- Born: October 5, 1913 Ranpur, Gujarat, India
- Died: 25 April 2016 (aged 102) Surat, Gujarat, India
- Occupation: Social worker

= Poornima Arvind Pakvasa =

Indian independence activist and social worker

Poornima Arvind Pakvasa (5 October 1913 – 25 April 2016), known as the Didi of Dangs, was an Indian independence activist and social worker from Gujarat.

==Early life==

Pakvasa was born in Ranpur near Limbdi State, Saurashtra (now in Gujarat). She was also a Manipuri dancer and classical vocal singer.

==Political and social activism==
Pakvasa first met Mahatma Gandhi at Ranpur when she was eight. She participated in the independence movement in Limbdi. At the age of 18, she participated in the Dandi March during which she was arrested. Her inmate in jail was Kasturba Gandhi. Pakvasa taught her how to read and write English. Mahatma Gandhi was appreciative of this act and gave her his blessings to continue on the path of education.
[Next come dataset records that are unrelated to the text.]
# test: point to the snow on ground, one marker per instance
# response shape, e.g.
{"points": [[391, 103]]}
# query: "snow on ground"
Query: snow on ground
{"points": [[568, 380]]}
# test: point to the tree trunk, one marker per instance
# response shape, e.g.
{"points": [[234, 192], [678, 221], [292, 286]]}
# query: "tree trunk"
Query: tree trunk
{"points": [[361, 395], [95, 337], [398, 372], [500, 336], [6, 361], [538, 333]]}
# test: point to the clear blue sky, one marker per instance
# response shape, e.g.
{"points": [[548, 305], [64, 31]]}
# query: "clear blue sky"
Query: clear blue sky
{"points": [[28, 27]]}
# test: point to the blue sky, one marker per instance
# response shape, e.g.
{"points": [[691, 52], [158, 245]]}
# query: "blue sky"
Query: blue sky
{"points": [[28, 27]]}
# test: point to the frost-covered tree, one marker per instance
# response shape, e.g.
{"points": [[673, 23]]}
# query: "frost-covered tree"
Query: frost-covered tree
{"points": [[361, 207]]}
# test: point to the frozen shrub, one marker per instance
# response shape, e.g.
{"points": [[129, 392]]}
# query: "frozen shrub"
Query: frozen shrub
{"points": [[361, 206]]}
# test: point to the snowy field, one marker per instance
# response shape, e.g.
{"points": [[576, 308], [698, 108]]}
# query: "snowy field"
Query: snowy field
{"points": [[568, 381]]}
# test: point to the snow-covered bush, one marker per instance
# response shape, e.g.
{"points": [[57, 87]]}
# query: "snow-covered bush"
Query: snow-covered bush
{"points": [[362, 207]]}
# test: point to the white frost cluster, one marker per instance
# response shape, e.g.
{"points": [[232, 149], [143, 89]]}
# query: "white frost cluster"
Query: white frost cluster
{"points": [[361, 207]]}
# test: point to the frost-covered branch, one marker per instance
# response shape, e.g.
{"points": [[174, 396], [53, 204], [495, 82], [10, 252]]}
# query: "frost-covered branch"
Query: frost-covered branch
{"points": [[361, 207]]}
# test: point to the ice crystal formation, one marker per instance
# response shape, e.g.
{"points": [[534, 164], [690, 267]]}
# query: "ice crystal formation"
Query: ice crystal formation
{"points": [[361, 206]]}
She participated in the 51st session of the Indian National Congress at Haripura in 1938.

In 1954, she started Shaktidal, an institution for the cultural, physical and spiritual education of women in Bombay (now Mumbai). She headed the Bhosla Military School, Nashik for 25 years. Later in 1974, she established Ritambhara Vishwa Vidyapeeth and extended its activities to become a residential school and college at Saputara. The school chiefly served tribal girls of Dang. She turned 100 in October 2013 and died on 25 April 2016 at the age of 102 in Surat. Her last rites were performed in Saputara by her children.

== Awards ==
In 2004 she was awarded the Padma Bhushan award for her services to society. She was awarded Santokbaa Award in 2013.

== Personal life ==
She married Arvind Pakvasa and was a daughter-in-law of Mangaldas Pakvasa. She had two daughters - Aarti and Sonal Mansingh - and a son Anuj. Sonal Mansingh is an Indian classical dancer.